Energized by impeachment report, Democrats ponder how to pry answers from White House

As House Democrats met for the first time Wednesday following the release of a sweeping impeachment report accusing President Trump of widespread abuse of power in the Ukraine scandal, a number of lawmakers want to focus on getting the administration to produce even more information.

Frustration that the White House has broadly stonewalled Congress will likely be the basis of one of the articles of impeachment, based on obstruction. The White House repeatedly attempted to block officials from appearing for testimony or providing documents, though some, including Gordon Sondland, U.S. ambassador to the European Union, chose to appear anyway.

“I do feel it is absolutely essential we demand accountability of those who have thumbed their nose at the Congress,” said Rep. Jim Himes, a Connecticut Democrat and one of the lead investigators in the impeachment probe. “If you were subpoenaed — and the courts are backing us up on this — you show up. And if you don’t show up there has to be consequences. So all those individuals who have said, ‘I may not,’ or ‘I will not answer a congressional subpoena,’ they need to be made an example of.”

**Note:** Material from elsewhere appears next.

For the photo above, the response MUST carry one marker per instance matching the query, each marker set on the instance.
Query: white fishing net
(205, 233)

Democrats have generally taken a two-track strategy to impeachment and investigations, declining to wait on courts to rule that White House officials must testify, while also promising more investigations of Trump and associated figures.

Rank-and-file Democrats, led by Virginia Rep. Gerry Connolly, have occasionally talked about the idea of reinstituting “inherent contempt” — a policy that would allow the House to jail or fine anyone who doesn’t comply with subpoenas. But the idea has never taken off among Democratic leaders, who have taken a more cautious and narrow tack to the impeachment probe.

A television monitor displays a quote as constitutional law experts testify during a hearing before the House Judiciary Committee. (Photo: Jacquelyn Martin/AP)
A TV monitor displays a quote as constitutional law experts testify during a House Judiciary Committee hearing. (Photo: Jacquelyn Martin/AP)

And Republican fire has reinforced some of those concerns. “This is just a fishing expedition where they are hoping to fit the pieces in for the crime they have conjured up; it shouldn’t compel the executive branch in trying to [answer questions],” said Rep. Scott Perry, a Pennsylvania Republican. “All they’re trying to do is muck up the gears again.”

The 300-page impeachment report released Tuesday was built largely on previously known public testimony and public statements, like acting White House chief of staff Mick Mulvaney’s stunning admonition that the public “get over it” with regard to Trump asking the newly elected Ukrainian president to investigate the Biden family.

But perhaps the most surprising revelation in the report came not from the hours of testimony, but through subpoenaed cellphone records. The result revealed that Republican Rep. Devin Nunes, ranking member of the committee investigating Trump, may have been “complicit” in the Ukraine scandal, as House Intelligence Committee Chairman Adam Schiff said Tuesday.

Rep. Al Green, the Texas Democrat who led the call for impeachment stretching back to the start of Trump’s tenure, said that his Democratic colleagues should have moved against Trump at the first sign of obstruction and then gone back for more later.

“I would have said, ‘Listen, we’re not going to have this and we’re going to move forward with the impeachment of the president for what he is doing in obstructing this inquiry,’ and I would have moved forward with that because we can impeach more than once,” Green told Yahoo News Wednesday. “Impeach him for this. And then if the Senate decides they’re not going to take it up, as they probably should, and have a kangaroo court, then impeach him again for some of the other things.”

Rep. Al Green, D-Texas, watches the House Judiciary Committee hearing on the impeachment inquiry of President Trump in Longworth Building on Wednesday Dec. 4, 2019. (Photo: Caroline Brehman/CQ-Roll Call, Inc via Getty Images)
Rep. Al Green watches the House Judiciary Committee hearing on Wednesday. (Photo: Caroline Brehman/CQ-Roll Call via Getty Images)

But that fervor is precisely what House Speaker Nancy Pelosi and other Democratic leaders have been trying to keep a lid on as they look to keep impeachment tightly focused on the Ukraine scandal and not make it a sweeping condemnation of Trump. They have worried that broadening the impeachment to other issues may play into Trump’s argument that the Democrat-led effort is merely a coup attempt.

House Republicans echoed that argument Wednesday.

“If we are not careful we will see in the future the impeachment vehicle being used just flippantly really without regard for the rule of law or procedure,” said Rep. Chuck Fleischmann, a Tennessee Republican. “I worry about the future of our nation. I would hope the Democrats would realize all this and stop while they still can.”